American erotic art collector

Naomi Wilzig (December 5, 1934 – April 7, 2015) was an American erotic art collector. She was the founder and director of the World Erotic Art Museum in Miami Beach, Florida, which contains her collection.

==Early years==
Wilzig was one of six children born to real estate developer H. Jerome Sisselman, known as the Hackensack Meadowlands czar, who amassed a large tract of land to build Berry’s Creek Center. Wilzig was born in Newark, New Jersey in 1934. Wilzig graduated from Weequahic High School in Newark, and attended New Jersey’s Montclair State Teachers College, currently Montclair State University. In the early 1950s she married Siggi Wilzig, an Auschwitz survivor and an early leader of the U.S. Holocaust Museum, as well as president of the Trust Company of New Jersey until his death in 2003. The Wilzigs lived most of their married life in Clifton, New Jersey, and had three children: Ivan, Alan, and Sherry. In 2005, following her husband's death in 2003, Wilzig moved to Miami Beach, Florida.

==The collector and the museum==
In 1983 Wilzig began collecting erotic art for herself. Between 2003 and 2005 she accumulated more than 4,000 pieces from around the world. Her personal collection became the base of the World Erotic Art Museum, which opened in 2005. The collection includes "Kama Sutra temple carvings from India, peek-a-boo Victorian figurines that flash their booties, and a prop from the sexual thriller 'A Clockwork Orange'".

==Civic activism==
Numerous organizations have benefited from the insight and service of Wilzig. She served at the helm of many of them: as Founder and a Lifetime Member of Hadassah Hospital in Jerusalem, Israel; as a member of the Israel Bonds’ President’s Club; as founder of the Wilzig Hospital Center in Jersey City, N.J.; and the Parents Association of Cardozo Law School of Yeshiva University. She was a Lifetime Member of the Congregation Adas Israel Synagogue in Passaic, N.J., and held the distinction of being the only woman ever honored as Woman of the Year by the Synagogue. Naomi was also a Lifetime Member of the Florida Holocaust Museum in Saint Petersburg. Naomi was also on board of directors of the Holocaust Memorial of the Greater Miami Jewish Federation, Life Member and Director of Daughters of Miriam Center for the Aged, and a member of the American Association of Museums.

==Honors==
In 2006, on the first anniversary of WEAM, Wilzig was honored with the Key to the City of Miami Beach. In 2011, the City of Miami Beach proclaimed October 16 "World Erotic Art Museum Day" in honor of Wilzig's museum's fifth anniversary.

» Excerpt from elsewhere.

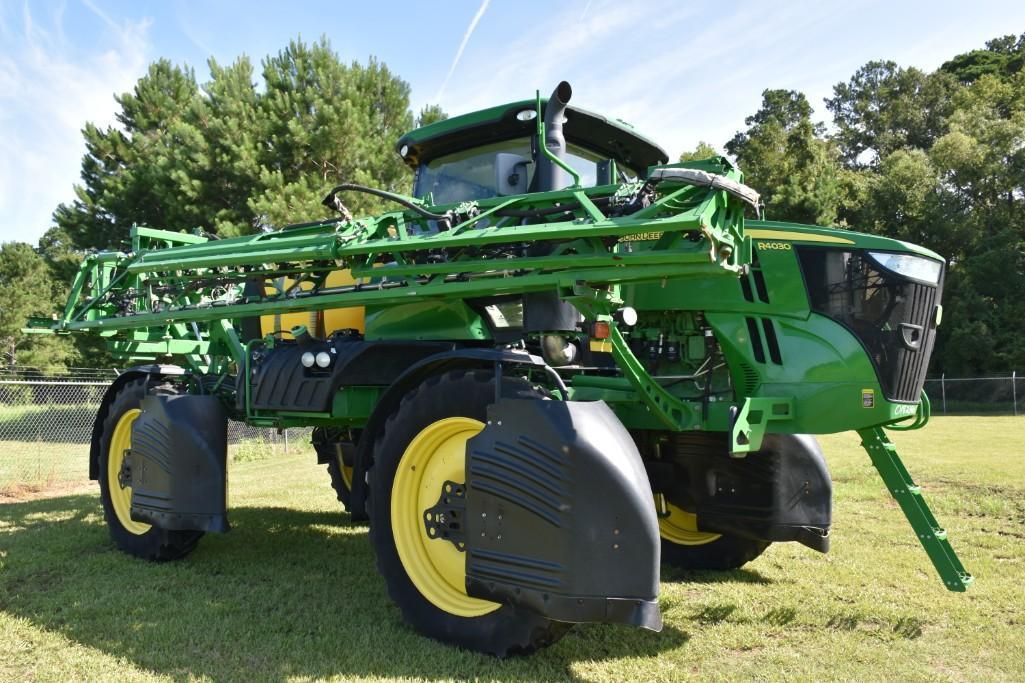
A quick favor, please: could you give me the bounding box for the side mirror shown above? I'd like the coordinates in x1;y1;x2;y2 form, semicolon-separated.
495;152;532;195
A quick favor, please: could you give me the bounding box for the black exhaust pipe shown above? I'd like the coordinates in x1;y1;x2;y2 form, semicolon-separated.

On October 16, 2010, the city of Miami Beach issued a Proclamation declaring the day "World Erotic Art Museum Day," commemorating the fifth anniversary of the museum. On May 12, 2011, The Institute for Advanced Study of Human Sexuality presented Wilzig with "Doctor of Arts Honors Causa Sexuality/Erotology." On October 16, 2011, the city of Miami Beach issued a proclamation declaring it Naomi Wilzig Day at her public investiture of her doctorate degree ceremony.

On May 12, 2011, the Institute for Advanced Study of Human Sexuality presented Wilzig with "Doctor of Arts Honors Causa Sexuality/Erotology." In 2011 she was chosen as Business Person of the year by the Miami-Dade Gay & Lesbian Chamber of Commerce.